Pierre-Marie Pédrot wrote:
> I've fighting for some days with equality and dependent types for very
> simple cases. I'm currently trying to fiddle with Fin, which defined as
> in CPDT :
>
> Inductive Fin : nat ->  Type :=
> | Fin0 : forall n, Fin (S n)
> | FinS : forall n, Fin n ->  Fin (S n).
>
> and I would like to find an axiom-free proof of decidability of equality
> for Fin :
>
> Lemma Fin_eq_dec : forall n (x y : Fin n), {x = y} + {x<>  y}.
>    

Here's an implementation.  It works for me in Coq 8.2pl2, in a file 
containing just the following, with your [Fin] definition beforehand.  
The main trick is in the inner [match] [return] annotations, which are 
themselves [match]es that return functions over the discriminee.

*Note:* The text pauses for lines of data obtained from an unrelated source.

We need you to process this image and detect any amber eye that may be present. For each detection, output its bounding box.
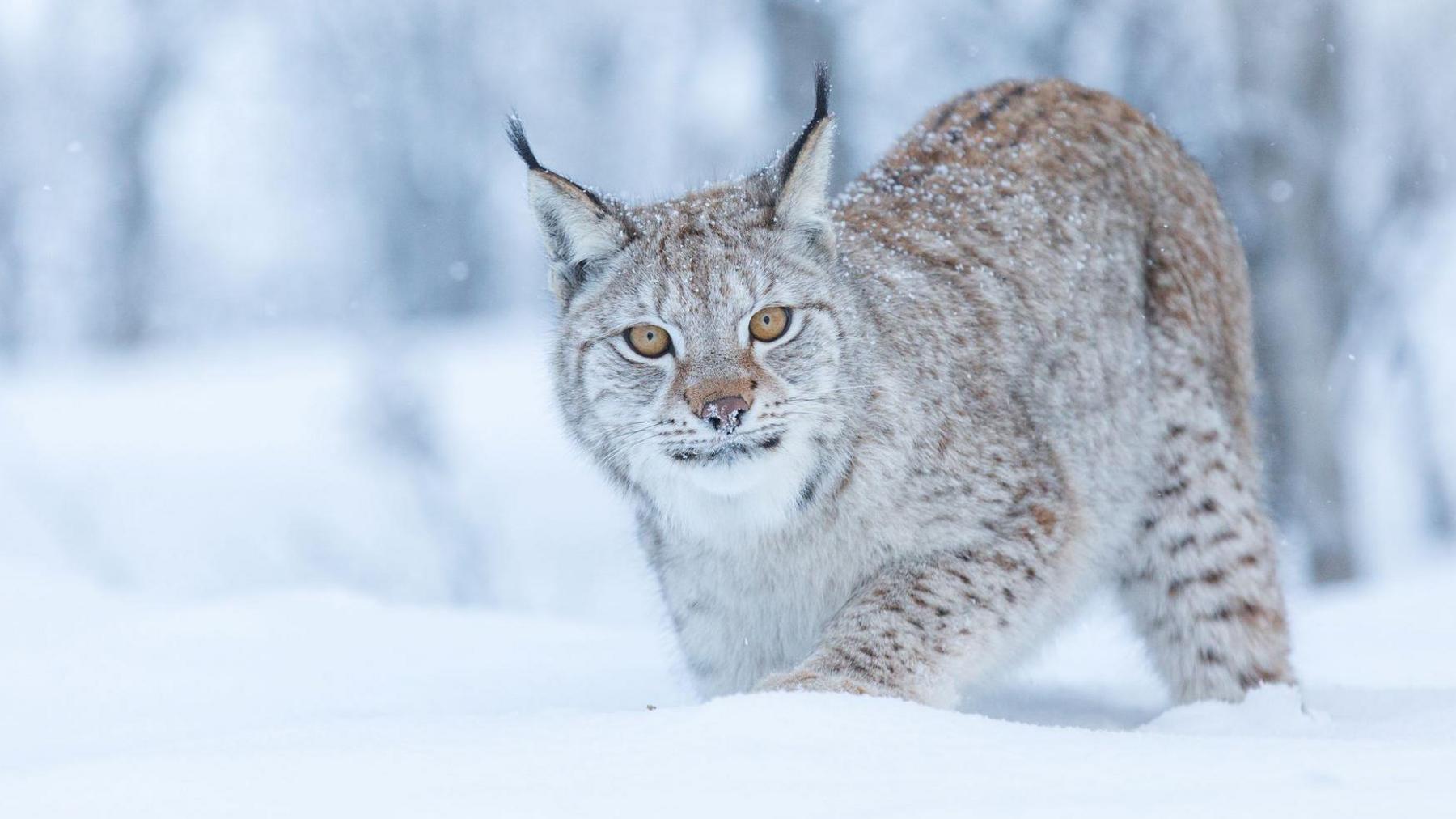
[748,308,789,341]
[622,324,673,359]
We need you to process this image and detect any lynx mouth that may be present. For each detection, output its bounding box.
[668,435,783,466]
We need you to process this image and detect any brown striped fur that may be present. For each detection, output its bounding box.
[521,80,1292,702]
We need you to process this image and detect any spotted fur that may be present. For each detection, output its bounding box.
[513,77,1292,704]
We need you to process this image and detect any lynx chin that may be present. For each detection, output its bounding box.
[508,69,1293,706]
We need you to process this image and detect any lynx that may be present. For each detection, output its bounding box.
[508,70,1292,706]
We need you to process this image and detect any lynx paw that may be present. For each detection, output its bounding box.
[754,668,901,697]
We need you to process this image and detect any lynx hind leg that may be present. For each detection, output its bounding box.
[1121,372,1293,702]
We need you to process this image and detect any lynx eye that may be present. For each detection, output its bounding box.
[622,324,673,359]
[748,308,789,341]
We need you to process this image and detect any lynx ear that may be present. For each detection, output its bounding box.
[773,62,834,258]
[506,115,633,304]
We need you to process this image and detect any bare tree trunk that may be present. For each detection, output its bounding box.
[93,37,175,347]
[1223,0,1358,583]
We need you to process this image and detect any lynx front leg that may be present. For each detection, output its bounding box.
[759,533,1073,706]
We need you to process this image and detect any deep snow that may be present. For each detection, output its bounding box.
[0,550,1456,819]
[0,325,1456,819]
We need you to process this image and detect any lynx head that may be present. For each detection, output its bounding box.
[508,67,872,533]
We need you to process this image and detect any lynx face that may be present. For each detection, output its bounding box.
[557,186,872,517]
[510,68,856,529]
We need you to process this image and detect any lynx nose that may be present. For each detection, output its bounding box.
[697,395,748,433]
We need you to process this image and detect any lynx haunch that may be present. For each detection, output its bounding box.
[510,70,1293,704]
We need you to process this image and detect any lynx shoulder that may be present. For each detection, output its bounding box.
[511,71,1292,704]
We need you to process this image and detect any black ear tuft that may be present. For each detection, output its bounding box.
[780,62,828,185]
[506,111,542,171]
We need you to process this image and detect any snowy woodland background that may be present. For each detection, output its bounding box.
[0,0,1456,819]
[0,0,1456,618]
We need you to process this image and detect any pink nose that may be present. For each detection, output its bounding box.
[697,395,748,433]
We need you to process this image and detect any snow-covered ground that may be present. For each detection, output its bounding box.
[0,324,1456,819]
[0,550,1456,819]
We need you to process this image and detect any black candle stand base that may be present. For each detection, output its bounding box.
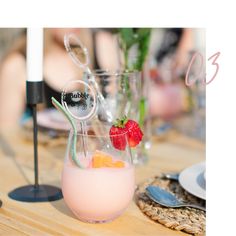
[8,185,63,205]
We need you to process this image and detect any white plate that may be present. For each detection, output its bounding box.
[179,162,206,200]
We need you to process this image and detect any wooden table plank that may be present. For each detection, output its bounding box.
[0,132,205,236]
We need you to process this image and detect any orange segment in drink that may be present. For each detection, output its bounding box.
[92,151,125,168]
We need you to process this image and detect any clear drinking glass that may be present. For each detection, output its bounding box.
[61,126,135,223]
[85,70,150,165]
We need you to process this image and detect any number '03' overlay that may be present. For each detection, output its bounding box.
[185,52,220,86]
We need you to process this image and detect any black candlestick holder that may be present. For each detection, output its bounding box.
[8,81,62,203]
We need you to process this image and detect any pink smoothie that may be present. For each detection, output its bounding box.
[62,153,135,222]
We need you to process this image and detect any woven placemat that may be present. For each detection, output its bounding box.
[135,176,206,235]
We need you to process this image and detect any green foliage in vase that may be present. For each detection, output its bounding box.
[118,28,151,71]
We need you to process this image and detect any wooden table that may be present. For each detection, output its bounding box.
[0,130,205,236]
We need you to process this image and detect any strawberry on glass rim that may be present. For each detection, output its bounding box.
[109,116,143,150]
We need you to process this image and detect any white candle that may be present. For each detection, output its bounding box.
[27,28,43,82]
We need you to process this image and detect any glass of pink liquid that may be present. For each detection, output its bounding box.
[61,127,135,223]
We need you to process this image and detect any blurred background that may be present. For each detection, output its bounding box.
[0,28,206,142]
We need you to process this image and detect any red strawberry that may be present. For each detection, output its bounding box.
[110,116,143,150]
[125,120,143,147]
[109,125,127,150]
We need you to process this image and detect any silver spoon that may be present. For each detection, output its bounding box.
[146,185,206,211]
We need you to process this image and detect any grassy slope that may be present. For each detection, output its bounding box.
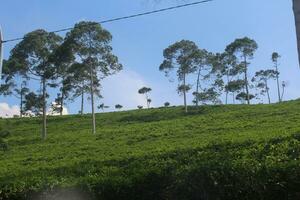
[0,101,300,199]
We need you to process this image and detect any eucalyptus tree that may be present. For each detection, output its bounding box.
[213,52,243,104]
[98,103,109,112]
[272,52,281,102]
[195,87,220,105]
[225,79,245,104]
[115,104,123,110]
[281,81,287,101]
[236,92,255,103]
[159,40,199,112]
[24,92,44,116]
[147,99,152,108]
[66,22,122,134]
[10,30,62,139]
[252,69,278,104]
[65,62,96,115]
[51,38,76,116]
[138,87,152,108]
[0,59,29,117]
[293,0,300,63]
[226,37,258,104]
[191,49,210,106]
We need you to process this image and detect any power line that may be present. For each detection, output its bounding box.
[2,0,214,43]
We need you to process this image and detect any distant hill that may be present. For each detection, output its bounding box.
[0,101,300,200]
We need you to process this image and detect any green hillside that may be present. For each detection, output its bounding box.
[0,101,300,200]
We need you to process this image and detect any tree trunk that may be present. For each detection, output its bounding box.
[59,80,65,116]
[225,72,229,105]
[183,73,188,113]
[59,92,65,116]
[232,92,235,104]
[42,78,47,140]
[266,81,271,104]
[196,69,201,107]
[20,84,23,118]
[146,93,150,109]
[275,61,281,103]
[80,87,84,116]
[280,84,285,101]
[90,67,96,134]
[244,56,250,105]
[293,0,300,67]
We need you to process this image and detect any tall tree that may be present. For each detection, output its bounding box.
[115,104,123,110]
[226,37,258,104]
[293,0,300,64]
[138,87,152,108]
[51,38,76,116]
[225,79,245,104]
[10,30,62,140]
[213,52,243,104]
[66,22,122,134]
[272,52,281,102]
[190,49,210,106]
[159,40,198,112]
[0,59,29,117]
[252,69,278,104]
[24,92,43,116]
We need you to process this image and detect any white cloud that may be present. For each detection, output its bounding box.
[102,70,148,110]
[0,103,20,118]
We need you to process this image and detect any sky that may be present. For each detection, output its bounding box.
[0,0,300,116]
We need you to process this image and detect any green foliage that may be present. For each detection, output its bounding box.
[0,129,10,151]
[0,101,300,200]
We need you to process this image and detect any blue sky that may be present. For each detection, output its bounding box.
[0,0,300,114]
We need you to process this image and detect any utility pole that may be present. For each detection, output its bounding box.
[0,27,3,80]
[293,0,300,64]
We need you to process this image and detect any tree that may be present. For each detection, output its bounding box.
[236,92,255,102]
[98,103,109,112]
[293,0,300,63]
[272,52,281,102]
[226,37,258,104]
[24,92,43,116]
[66,22,122,134]
[115,104,123,110]
[147,99,152,108]
[0,59,29,117]
[0,128,10,151]
[10,30,62,140]
[137,106,143,110]
[159,40,198,112]
[252,69,278,104]
[280,81,287,101]
[225,79,245,104]
[138,87,152,108]
[191,49,211,106]
[65,62,95,115]
[164,102,171,108]
[51,36,76,116]
[195,88,220,104]
[213,52,243,104]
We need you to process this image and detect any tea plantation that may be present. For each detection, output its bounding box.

Definition argOf n (x : Fin n) : option (Fin (pred n)) :=
  match x with
    | Fin0 _ => None
    | FinS _ x' => Some x'
  end.

Theorem noteq_cong : forall n (x y : Fin n),
  x <> y
  -> FinS _ x <> FinS _ y.
  intros; intro Heq; generalize (f_equal (@argOf _) Heq); simpl; 
congruence.
Qed.

Hint Resolve noteq_cong.
Hint Extern 1 (_ <> _) => discriminate.

Definition Fin_eq_dec n (x y : Fin n) : {x = y} + {x <> y}.
  refine (fix F n (x : Fin n) : forall y : Fin n, {x = y} + {x <> y} :=
    match x in Fin n return forall y : Fin n, {x = y} + {x <> y} with
      | Fin0 _ => fun y => match y in Fin n' return match n' return Fin 
n' -> Type with
                                                      | O => fun _ => 
Empty_set
                                                      | S n'' => fun y 
=> {Fin0 _ = y} + {Fin0 _ <> y}
                                                    end y with
                             | Fin0 _ => left _ _
                             | _ => right _ _
                           end
      | FinS _ x' => fun y => match y in Fin n' return match n' return 
Fin n' -> Type with
                                                      | O => fun _ => 
Empty_set
                                                      | S n'' => fun y 
=> forall x' (Fx' : forall y', {x' = y'} + {x' <> y'}),
                                                        {FinS _ x' = y} 
+ {FinS _ x' <> y}
                                                       end y with
                                | Fin0 _ => fun _ _ => right _ _
                                | FinS _ y' => fun _ Fx' => if Fx' y' 
then left _ _ else right _ _
                              end _ (F _ x')
    end); subst; auto.
Defined.